Figure 5Results of multi-user evaluation. (A) Boxplot of Dice similarity coefficient (DSC), 95% Hausdorff distance (HD95), and average surface distance (ASD) for the comparison of manual contours of four radiation oncologists with our treatment planning CT (pCT)-based deep model-predicted contours. Dotted lines indicate the median DSC, HD95, and ASD of our pCT model performance. (B) Comparison of DSC and HD95 between second-time deep learning-assisted contours with those of first-time manual contours. R1 to R4 represent the 4 radiation oncologists involved in the multi-user evaluation. DeepModel is our pCT model.

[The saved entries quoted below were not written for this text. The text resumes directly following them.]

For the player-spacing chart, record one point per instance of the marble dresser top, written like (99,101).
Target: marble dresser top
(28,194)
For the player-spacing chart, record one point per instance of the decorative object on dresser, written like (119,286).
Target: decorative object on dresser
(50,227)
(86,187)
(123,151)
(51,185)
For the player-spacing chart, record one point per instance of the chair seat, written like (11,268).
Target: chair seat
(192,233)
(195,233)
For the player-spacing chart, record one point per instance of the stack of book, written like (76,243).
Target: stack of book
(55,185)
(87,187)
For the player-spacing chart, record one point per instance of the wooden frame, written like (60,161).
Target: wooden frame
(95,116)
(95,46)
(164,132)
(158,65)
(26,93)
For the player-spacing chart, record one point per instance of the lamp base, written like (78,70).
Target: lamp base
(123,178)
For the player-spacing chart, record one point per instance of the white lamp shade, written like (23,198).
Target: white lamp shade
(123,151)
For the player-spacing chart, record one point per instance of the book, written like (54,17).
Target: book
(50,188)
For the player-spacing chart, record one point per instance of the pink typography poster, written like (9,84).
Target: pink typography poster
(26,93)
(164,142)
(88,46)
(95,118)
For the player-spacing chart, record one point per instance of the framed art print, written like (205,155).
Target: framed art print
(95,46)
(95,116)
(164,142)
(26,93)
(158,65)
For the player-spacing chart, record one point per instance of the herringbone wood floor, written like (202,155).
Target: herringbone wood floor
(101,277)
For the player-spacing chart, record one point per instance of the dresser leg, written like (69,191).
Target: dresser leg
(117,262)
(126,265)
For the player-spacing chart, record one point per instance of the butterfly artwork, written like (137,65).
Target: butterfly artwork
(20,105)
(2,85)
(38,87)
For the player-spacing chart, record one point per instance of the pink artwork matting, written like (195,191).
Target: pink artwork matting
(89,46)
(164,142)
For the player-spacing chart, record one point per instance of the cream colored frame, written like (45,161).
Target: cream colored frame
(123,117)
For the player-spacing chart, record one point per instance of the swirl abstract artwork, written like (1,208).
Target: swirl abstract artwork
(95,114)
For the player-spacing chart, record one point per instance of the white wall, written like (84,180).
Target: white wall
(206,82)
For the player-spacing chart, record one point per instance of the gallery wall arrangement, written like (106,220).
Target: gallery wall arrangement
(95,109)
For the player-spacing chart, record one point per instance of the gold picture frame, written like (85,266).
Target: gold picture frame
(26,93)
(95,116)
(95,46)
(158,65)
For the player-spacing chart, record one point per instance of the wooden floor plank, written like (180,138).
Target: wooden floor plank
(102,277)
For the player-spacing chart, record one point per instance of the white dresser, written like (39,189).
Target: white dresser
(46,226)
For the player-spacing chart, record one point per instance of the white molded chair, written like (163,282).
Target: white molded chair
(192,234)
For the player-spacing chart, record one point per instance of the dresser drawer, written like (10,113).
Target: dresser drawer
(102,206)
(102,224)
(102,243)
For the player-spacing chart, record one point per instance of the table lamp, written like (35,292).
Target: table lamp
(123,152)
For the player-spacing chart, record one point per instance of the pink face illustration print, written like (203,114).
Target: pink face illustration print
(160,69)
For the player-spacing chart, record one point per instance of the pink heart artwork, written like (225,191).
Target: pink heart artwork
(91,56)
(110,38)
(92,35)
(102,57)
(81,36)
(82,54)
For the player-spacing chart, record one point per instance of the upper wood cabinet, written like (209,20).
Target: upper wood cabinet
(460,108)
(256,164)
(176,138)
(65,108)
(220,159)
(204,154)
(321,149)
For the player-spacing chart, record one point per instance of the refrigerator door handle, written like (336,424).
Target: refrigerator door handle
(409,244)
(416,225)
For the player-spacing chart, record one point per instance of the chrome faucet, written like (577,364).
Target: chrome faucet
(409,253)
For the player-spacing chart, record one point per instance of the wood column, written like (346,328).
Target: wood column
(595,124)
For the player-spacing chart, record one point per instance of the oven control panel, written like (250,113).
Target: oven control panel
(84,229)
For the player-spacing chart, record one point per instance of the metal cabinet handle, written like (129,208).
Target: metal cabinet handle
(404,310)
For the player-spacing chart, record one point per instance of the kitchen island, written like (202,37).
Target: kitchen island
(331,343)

Figure 6Two qualitative examples (left and right) in sagittal and axial views of comparison between the first-time manual contour (top row) and second-time deep learning-assisted contours (bottom row). Red is the ground truth contour, while green, blue, yellow, and cyan represent the other four radiation oncologists’ contours. The average Dice similarity coefficient (DSC) of 4 radiation oncologists for their first-time manual contour is 0.76 and 0.75 to the two examples, respectively. The DSC performance improved to 0.83 and 0.82 for their second-time contour with assistance from the deep learning predictions.